Through the years I have spent thousands of dollars and hundreds of hours feeding and caring for various animals.
I have fed cats, dogs, rabbits, birds, turtles, a gerbil or two, squirrels and even mice. I’m not as much of a sap as my mother-in-law, who not only feeds some feral cats at her farm in Missouri, but feeds them twice a day, morning and evening, in case some don’t make it to one of the feedings. Like, cats have business that makes them miss meals.
Anyway, the other day I was sitting on my concrete patio, waiting for the fish pond to fill. (Forgot to mention feeding goldfish.) I noticed something moving in the grass inside a fenced area that used to enclose a garden. I have seen raccoons in there and an occasional opossum but this was a groundhog. I have seen a lot of them in the neighborhood.
They seem to thrive in town where the dogs are mostly tied up or in enclosed spaces and there aren’t many predators. I know we have had them under our porch at times and in the detached garage where they tunnel into the gravel driveway to get under the garage door. They are wary of people but don’t usually run unless people get close.
I sat quietly and watched as the groundhog — I thought of it as a he, although I don’t know, could have been a she — made its way through the fence gate and waddled across the concrete toward me. He was walking at an unhurried pace. I expected him to become startled and scurry away, but suddenly, from about six feet away, he looked up and saw me. He paused for a second and then unhurriedly continued walking, under my chair and through the outer fence gate toward the garage.
I was bemused. How harmless am I? I don’t even fluster a ground hog!
It occurred to me that I now had another pet. How could I hurt him after that little display of indifference?
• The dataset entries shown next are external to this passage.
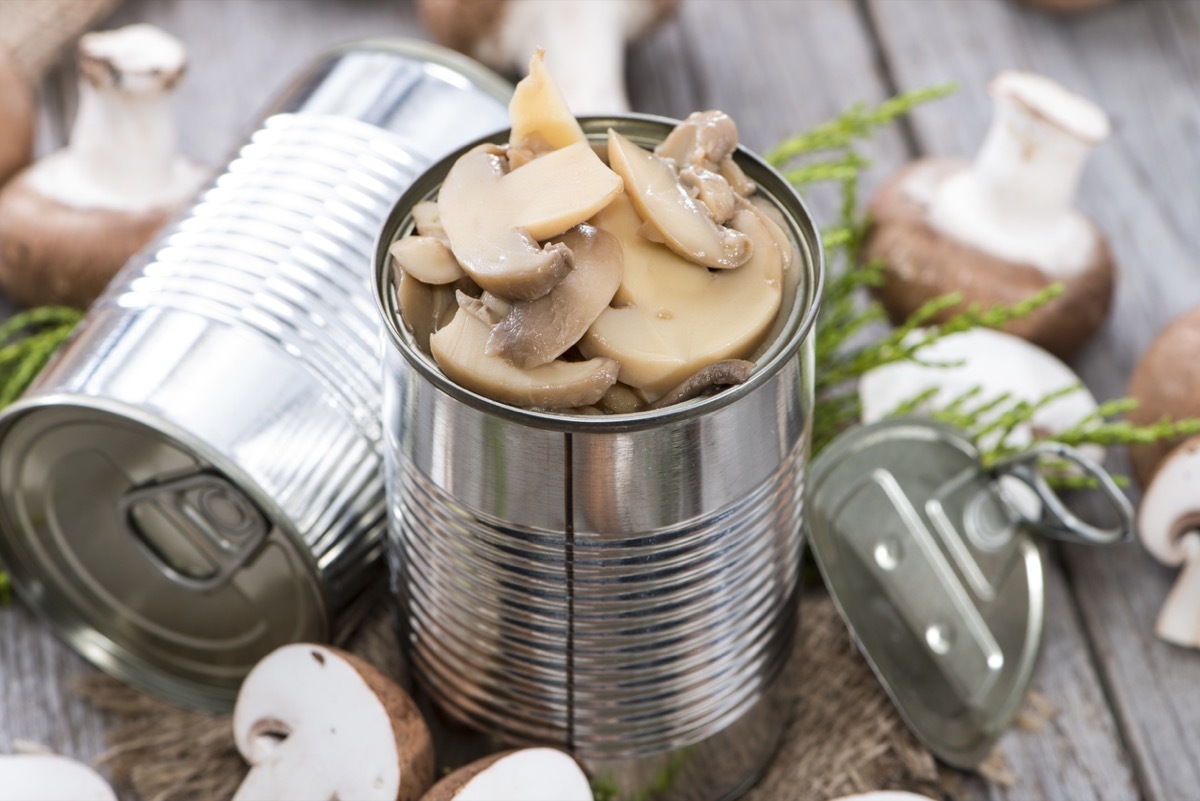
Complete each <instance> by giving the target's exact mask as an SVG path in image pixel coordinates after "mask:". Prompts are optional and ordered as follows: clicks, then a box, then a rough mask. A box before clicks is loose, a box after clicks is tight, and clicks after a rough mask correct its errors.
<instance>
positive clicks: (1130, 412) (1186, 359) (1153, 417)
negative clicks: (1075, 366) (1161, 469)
mask: <svg viewBox="0 0 1200 801" xmlns="http://www.w3.org/2000/svg"><path fill="white" fill-rule="evenodd" d="M1196 354H1200V307H1196V308H1194V309H1192V311H1189V312H1187V313H1184V314H1181V315H1180V317H1178V318H1176V319H1175V320H1174V321H1172V323H1171V324H1170V325H1169V326H1166V329H1165V330H1163V332H1162V333H1159V335H1158V337H1157V338H1156V339H1154V342H1152V343H1151V345H1150V347H1148V348H1147V349H1146V353H1144V354H1142V356H1141V361H1139V362H1138V366H1136V367H1135V368H1134V372H1133V377H1132V378H1130V379H1129V396H1130V397H1133V398H1136V401H1138V408H1136V409H1134V410H1133V411H1130V412H1129V414H1128V415H1127V416H1128V418H1129V422H1132V423H1135V424H1138V426H1148V424H1152V423H1156V422H1158V421H1160V420H1183V418H1184V417H1198V416H1200V372H1196V371H1194V369H1189V368H1188V366H1189V365H1192V363H1193V362H1194V361H1195V359H1196ZM1182 441H1183V440H1182V438H1172V439H1164V440H1158V441H1154V442H1148V444H1146V445H1130V446H1129V460H1130V462H1132V463H1133V471H1134V475H1135V476H1136V477H1138V482H1139V483H1140V484H1141V486H1142V487H1148V486H1150V483H1151V481H1153V480H1154V475H1156V474H1157V471H1158V465H1159V464H1160V463H1162V462H1163V459H1165V458H1166V456H1168V454H1169V453H1170V452H1171V451H1174V450H1175V448H1176V447H1178V445H1180V444H1181V442H1182Z"/></svg>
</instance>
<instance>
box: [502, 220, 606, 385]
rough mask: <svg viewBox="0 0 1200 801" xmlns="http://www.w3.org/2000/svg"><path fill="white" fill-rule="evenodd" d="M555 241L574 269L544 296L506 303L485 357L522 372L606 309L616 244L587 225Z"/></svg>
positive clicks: (582, 334)
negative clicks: (503, 312)
mask: <svg viewBox="0 0 1200 801" xmlns="http://www.w3.org/2000/svg"><path fill="white" fill-rule="evenodd" d="M559 241H560V242H562V243H563V245H564V246H566V247H568V248H570V251H571V253H572V254H574V259H575V267H574V269H572V270H571V271H570V272H569V273H568V275H566V277H565V278H563V279H562V281H560V282H559V283H558V285H557V287H554V288H553V289H552V290H550V293H548V294H546V295H542V296H541V297H539V299H538V300H532V301H518V302H516V303H512V306H511V308H510V309H509V312H508V314H505V315H504V319H502V320H500V321H499V324H497V325H496V327H494V329H492V333H491V336H490V337H488V339H487V353H488V354H490V355H492V356H504V357H506V359H508V360H510V361H511V362H512V363H514V365H516V366H518V367H526V368H528V367H538V366H539V365H546V363H548V362H552V361H554V360H556V359H558V357H559V356H562V355H563V353H564V351H566V349H568V348H570V347H571V345H574V344H575V343H576V342H578V341H580V337H582V336H583V332H584V331H587V330H588V326H589V325H592V323H594V321H595V319H596V318H598V317H600V313H601V312H602V311H604V309H605V307H607V306H608V301H611V300H612V296H613V295H614V294H616V291H617V287H619V285H620V275H622V251H620V242H618V241H617V239H616V237H614V236H613V235H612V234H608V233H607V231H602V230H598V229H596V228H593V227H592V225H576V227H575V228H572V229H571V230H569V231H566V234H564V235H563V236H562V237H560V239H559Z"/></svg>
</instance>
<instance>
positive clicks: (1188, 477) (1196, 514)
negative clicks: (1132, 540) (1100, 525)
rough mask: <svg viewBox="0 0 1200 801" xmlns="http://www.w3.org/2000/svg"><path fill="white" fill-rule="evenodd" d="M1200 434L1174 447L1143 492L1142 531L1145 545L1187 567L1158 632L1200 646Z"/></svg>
mask: <svg viewBox="0 0 1200 801" xmlns="http://www.w3.org/2000/svg"><path fill="white" fill-rule="evenodd" d="M1198 490H1200V438H1192V439H1189V440H1187V441H1186V442H1184V444H1183V445H1181V446H1178V447H1177V448H1175V450H1174V451H1172V452H1171V454H1170V456H1169V457H1168V458H1166V460H1165V462H1163V464H1162V466H1160V468H1159V469H1158V472H1156V474H1154V480H1153V481H1152V482H1151V483H1150V486H1148V487H1147V488H1146V494H1145V495H1142V499H1141V506H1140V507H1139V510H1138V535H1139V536H1140V537H1141V542H1142V544H1144V546H1145V547H1146V550H1148V552H1150V553H1151V555H1153V556H1154V559H1157V560H1158V561H1160V562H1163V564H1164V565H1170V566H1171V567H1178V566H1181V565H1182V566H1183V572H1181V573H1180V577H1178V579H1176V582H1175V586H1174V588H1171V591H1170V594H1169V595H1168V596H1166V600H1165V601H1164V602H1163V608H1162V609H1160V610H1159V613H1158V620H1157V622H1156V624H1154V633H1156V634H1158V636H1159V637H1160V638H1162V639H1164V640H1166V642H1168V643H1174V644H1176V645H1182V646H1183V648H1200V492H1198Z"/></svg>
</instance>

He was so darn cute.
I read that these animals can eat up to a pound of vegetation per day. That would explain all the tomatoes we have lost through the years, half eaten whether green or ripening on the vine.
I guess I could trap him — or her — and relocate the critter. But where? It would have to be a good ways away and I doubt that rural property owners want anymore ground hogs than they already have.
A couple of years ago I found an injured groundhog struggling alongside the street behind my house. I called the wildlife rescue lady and she came and got him. Unfortunately she died in a tragic accident and isn’t around anymore to provide help for endangered wildlife.
I read that red foxes are groundhog predators and I have seen a few foxes crossing South Belt East near Walnut Hill Cemetery, not too far away. But I’m not counting on them.
I don’t have any garden this year for the groundhog to eat and I’m pretty sure Purina doesn’t produce a groundhog chow. I guess it can do pretty well on the watermelon rinds I throw on the compost pile. At least something cleans out the insides of those things. I’m not buying vegetables to throw out for it. I do have my limits.
I haven’t seen him again this week but sometimes I see an animal hustling to run under the garage door when I pull in the driveway. That mostly likely is my guy.
I think I’ll call him Rodney. He seems like a youngster and not to wish him bad luck or anything, but I hope he doesn’t find a mate.